Author of The Rosie Project realises dreams at 50

If there is one thing to take away from writer Graeme Simsion it's you know that thing you've always wanted to do? Take up tennis, learn a foreign language, write a book? Do it. Just do it.

Graeme Simsion at his appearence in Los Angeles on Monday.
Do it. Just do it.
Graeme Simsion did. Having spent the early part of adulthood raising kids and paying off the mortgage, he decided, at age 50, to enrol in a screenwriting course at Melbourne's RMIT, where he produced a screenplay called The Rosie Project, which became an international bestseller. Now there's a sequel, plus the movie rights are sold, and if that weren't enough, there was Graeme yesterday, addressing a rapt audience of booklovers at the Martin Luther King Jr. auditorium at Santa Monica Public Library in Los Angeles.
"I had not written a word of fiction between leaving high school and turning 50," Graeme told the crowd, "and I would have been happy to see my novel on a bookshelf in a small bookstore somewhere. Everything has exceeded my expectations. It is all gravy."
The Weekly caught up with Graeme on day one of a 10-city, 10-day tour of the US, where he’s promoting the Rosie sequel, called The Rosie Effect.
He was only just off the plane, and had barely had time to acclimatise (it's freezing in LA) plus the audience was entirely American, yet he wasn’t at all nervous about being able to make them laugh.

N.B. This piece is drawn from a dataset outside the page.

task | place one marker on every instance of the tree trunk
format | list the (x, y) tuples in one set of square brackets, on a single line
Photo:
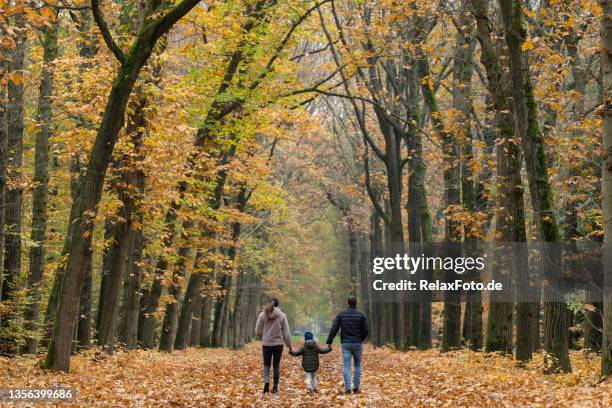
[(171, 317), (555, 312), (14, 189), (376, 250), (119, 254), (39, 194), (606, 184), (452, 197), (510, 219), (205, 331), (84, 324), (128, 333)]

"I have heard that Americans don't do satire, that they don't understand our comedy," he said, "but I've seen no evidence of it. When I do a reading in Australia, I can tell you when the audience will laugh, and Americans laugh at exactly the same moments."
Graeme's books have enjoyed magnificent success in the US market, with more than half a million copies of The Rosie Project sold (the sequel has only been out for two weeks, but it's doing well, too.)

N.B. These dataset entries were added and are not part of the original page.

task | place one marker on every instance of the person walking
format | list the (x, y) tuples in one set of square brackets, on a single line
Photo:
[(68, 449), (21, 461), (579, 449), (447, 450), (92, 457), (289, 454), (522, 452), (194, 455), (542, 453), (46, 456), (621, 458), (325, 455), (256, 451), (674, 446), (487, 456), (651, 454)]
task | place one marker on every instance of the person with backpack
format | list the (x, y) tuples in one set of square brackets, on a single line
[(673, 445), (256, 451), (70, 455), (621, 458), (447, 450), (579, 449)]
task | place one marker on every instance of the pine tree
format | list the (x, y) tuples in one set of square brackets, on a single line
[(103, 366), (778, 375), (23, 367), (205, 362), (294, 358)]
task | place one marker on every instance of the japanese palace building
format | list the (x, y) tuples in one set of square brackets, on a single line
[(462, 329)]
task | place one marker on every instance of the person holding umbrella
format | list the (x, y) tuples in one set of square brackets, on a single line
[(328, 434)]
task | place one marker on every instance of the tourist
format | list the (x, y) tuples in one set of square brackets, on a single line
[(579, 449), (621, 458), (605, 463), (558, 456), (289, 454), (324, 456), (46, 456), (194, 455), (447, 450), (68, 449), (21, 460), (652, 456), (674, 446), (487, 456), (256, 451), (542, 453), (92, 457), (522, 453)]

For those who haven't read the books, the idea is this: a slightly odd, occasionally rude professor called Don decides to get married, because statistically, married people live longer. In order to find the perfect partner, Don devises a questionnaire. Then along comes Rosie, who ticks none of the boxes. You can guess the rest, and it's all delightful.
This being LA, the audience was keen to know who might star in the movie (the rights were taken by Sony, 18 months ago.) Graeme said he wouldn't mind seeing somebody "cast against type, such as Russell Crowe in A Beautiful Mind."
He was allowed to write the first draft of the screenplay – in fact, he'd already written it, before he wrote the novel – but he isn't at all precious about any changes that might be made.
"If you think they (the film makers) are not going to change anything, you're kidding yourself," he said.
Graeme isn't the only literary type in his own family: his wife, Anne Buist, has written 10 books of erotic fiction, which are so steamy they are rated 'likely to offend most adult readers.'
"I have to tell you, it's pretty weird, reading what your partner writes in that regard," he said, "and our kids (now young adults, studying at Melbourne) won't have a bar of it."
Anne's first novel, Medea's Curse, about a missing baby, is due out soon.
In the meantime, Graeme is making a good living "and I am able to say, we don't need to go to work for money. We can write full-time. We can afford it. And that's because we came to this late. So I do recommend giving things a go. I am living the life I wanted to live. I can hardly believe it sometimes, but I am."